One concern surrounding plasmid curing is the potential for the development of resistance to anti-plasmid approaches, and the impact of these approaches on the bacterial community structure. Bacteria are constantly evolving, which makes developing ‘evolution-proof’ drugs extremely challenging, but by striving for this gold standard it may be possible to delay resistance (Bell and MacLean 2018). While these ideas apply to antimicrobials, similar principles can applied to plasmid curing strategies. If an anti-plasmid approach kills or produces a fitness defect in the bacteria, it seems likely that resistance will occur. For example, some of the CRISPR/Cas approaches selectively kill resistant bacteria by targeting specific sequences. Mutations in these sequences would then result in survival of the mutants, and expansion due to the resistance phenotypes. Thus, methods to provide selective advantages for the sensitive strains or to guide evolution towards antimicrobial susceptible strains can be utilised to help overcome these challenges. Antibiotics which have curing properties (e.g. quinolones and rifampicin) are obvious examples where resistance would be selected, and therefore should not be used as curing compounds outside the laboratory. Another concern is cell permeability. If plasmids provide a beneficial trait, mutations which reduce permeability or increase efflux may be selected by plasmid curing compounds. Indeed bacteria may increase expression of efflux to remove potentially detrimental plasmid curing compounds from the cells. Such mutations could also produce reduced susceptibility to clinically important antimicrobials. Research should consider and address these concerns.

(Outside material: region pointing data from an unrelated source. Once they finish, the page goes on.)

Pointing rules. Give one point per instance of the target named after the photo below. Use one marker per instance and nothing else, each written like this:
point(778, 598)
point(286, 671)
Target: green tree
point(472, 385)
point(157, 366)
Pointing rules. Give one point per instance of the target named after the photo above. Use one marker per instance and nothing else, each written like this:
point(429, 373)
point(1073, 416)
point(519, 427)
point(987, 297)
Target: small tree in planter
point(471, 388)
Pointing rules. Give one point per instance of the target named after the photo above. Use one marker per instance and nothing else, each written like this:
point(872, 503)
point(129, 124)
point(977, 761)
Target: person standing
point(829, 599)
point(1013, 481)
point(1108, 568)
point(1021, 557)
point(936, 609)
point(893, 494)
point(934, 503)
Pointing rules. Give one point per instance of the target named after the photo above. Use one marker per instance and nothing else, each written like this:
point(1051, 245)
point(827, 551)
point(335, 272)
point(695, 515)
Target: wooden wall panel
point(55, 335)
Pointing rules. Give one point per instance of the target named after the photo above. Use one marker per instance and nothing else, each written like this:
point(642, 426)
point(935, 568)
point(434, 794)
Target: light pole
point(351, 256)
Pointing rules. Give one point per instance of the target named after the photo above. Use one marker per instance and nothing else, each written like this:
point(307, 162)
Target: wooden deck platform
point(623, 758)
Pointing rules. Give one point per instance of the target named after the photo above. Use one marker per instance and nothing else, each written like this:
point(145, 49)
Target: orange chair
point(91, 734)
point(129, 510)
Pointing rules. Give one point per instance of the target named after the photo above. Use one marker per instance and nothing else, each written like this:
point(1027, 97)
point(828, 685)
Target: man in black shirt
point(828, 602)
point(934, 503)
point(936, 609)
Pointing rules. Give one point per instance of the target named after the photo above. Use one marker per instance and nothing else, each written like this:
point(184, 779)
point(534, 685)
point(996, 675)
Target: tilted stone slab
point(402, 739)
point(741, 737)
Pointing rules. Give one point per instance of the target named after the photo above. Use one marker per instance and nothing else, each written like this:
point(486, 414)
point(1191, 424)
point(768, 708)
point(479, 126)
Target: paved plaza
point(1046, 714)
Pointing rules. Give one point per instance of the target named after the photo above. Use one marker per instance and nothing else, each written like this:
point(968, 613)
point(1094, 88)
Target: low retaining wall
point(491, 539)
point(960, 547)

Altogether, plasmid curing has come a long way, from the use of toxic compounds to novel designer curing methods based on incompatibility or CRISPR/Cas. Further research is now needed to uncover safe and effective means to cure plasmids, particularly in the face of the global AMR crisis.

FUNDING

This work was supported by the Medical Research Council [MR/N012933/1], the AXA Research Fund [14-AXA-PDOC-269 to MMCB], and the Wellcome Trust ISSF [to MMCB].

Conflicts of interest. None declared.